Relationship Rescue for Wives and Girlfriends of Internet Pornography Addicts

Featured Expert

Laurie Hall is the author of An Affair of the Mind. It is a poignant and to the heart account of 
her husband's addiction with pornography. With much wisdom and from a Godly perspective, 
Laurie details from a first hand perspective how pornography affects the spouse's self-image 
and self esteem as well as the impacts on relationship intimacy.

The book reads as if it were written yesterday, 
yet it was published ten years ago.
If only you knew then what you know now...  Laurie Hall is the Rosa Parks of women dealing 
with porn addiction. The following interview with Laurie Hall is from 2003.

Laurie Hall: An Affair of the Mind
by Richard Land

Richard Land: Laurie, I want to thank you for having the courage to be the Lord's instrument in telling your story so transparently. This is a very painful story! What were the roots of your husband's involvement with pornography?

Laurie Hall: While he was working his way through college, my husband stumbled across pornography on the work site.  He told me later, that the girl looked like she was smiling right at him.  He felt connected.  He was lost, he was lonely, he was afraid and he felt this girl was saying, "I'm here for you."  

Even though intellectually we might say that doesn't make any sense, emotionally it made enormous sense, particularly if you understand how pornography grabs people.  Pornography has the unique ability to go into the cracks of the soul and attach to any place inside of you where you're really wounded.  He was vulnerable at the time, away from his parents, very lonely, concerned about the Vietnam draft.

Richard Land: I've described pornography as a subterranean, electronic river of emotional and spiritual slime.  It's like emotional and spiritual toxic waste. How many times have we heard this phrase - soft porn?  Soft porn always leads to hard porn.  The way pornography works is that it causes endorphins to be released in the brain, and you need to get a heavier and heavier jolt to get the same charge.  And so you have a progression from so-called soft-core porn to harder and harder core porn.  It really is heartbreaking and results in destroyed relationships and shattered lives.

Laurie Hall: That's what happened to my husband. And those endorphins that you spoke of - when they're released in the brain - they're two hundred times more potent than morphine, and they're more addictive than cocaine. They give you an enormous sense of well-being.

Richard Land: And they give you a counterfeit sense of intimacy.

Laurie Hall: That's it! That doesn't excuse a person's choices, but I think compassion calls for us to be able to say, "Sometimes a person is so vulnerable, and he gets put into a situation that exploits that vulnerability. Then, because of whatever character defects he has, he seems unable to make decisions that will give him life."

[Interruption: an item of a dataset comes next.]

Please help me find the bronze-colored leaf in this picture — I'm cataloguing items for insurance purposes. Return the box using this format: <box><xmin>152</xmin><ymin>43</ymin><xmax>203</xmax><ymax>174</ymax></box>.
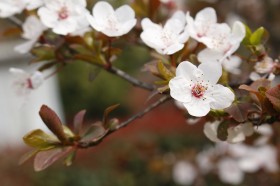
<box><xmin>39</xmin><ymin>105</ymin><xmax>67</xmax><ymax>142</ymax></box>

Richard Land: Laurie, now you had a courtship with this man, and yet there were no red flags. That's not unusual, is it?

Laurie Hall: No, it's not. But I can't tell you how many times I look back over all that and think, "Why was I so stupid? What did I miss? What's wrong with me that I didn't get this?"

In fact, I can remember one counselor saying to me, "You sought this guy out! There was something wrong with you and that made you drawn to him." Of course, that just completely crushes you when somebody says something like that.  The danger in that kind of a statement is you spend so much time trying to pull yourself together in terms of, What's wrong with me?  I'm such a failure.  I'm such a loser. You don't have any energy to deal with the real issue.

Richard Land: Laurie, from your own personal observation of your husband and your counsel with scores of other women who have seen the ravages of pornography on their husbands and on their relationships, describe what happens to a man who gets sucked in to this vortex of pornography.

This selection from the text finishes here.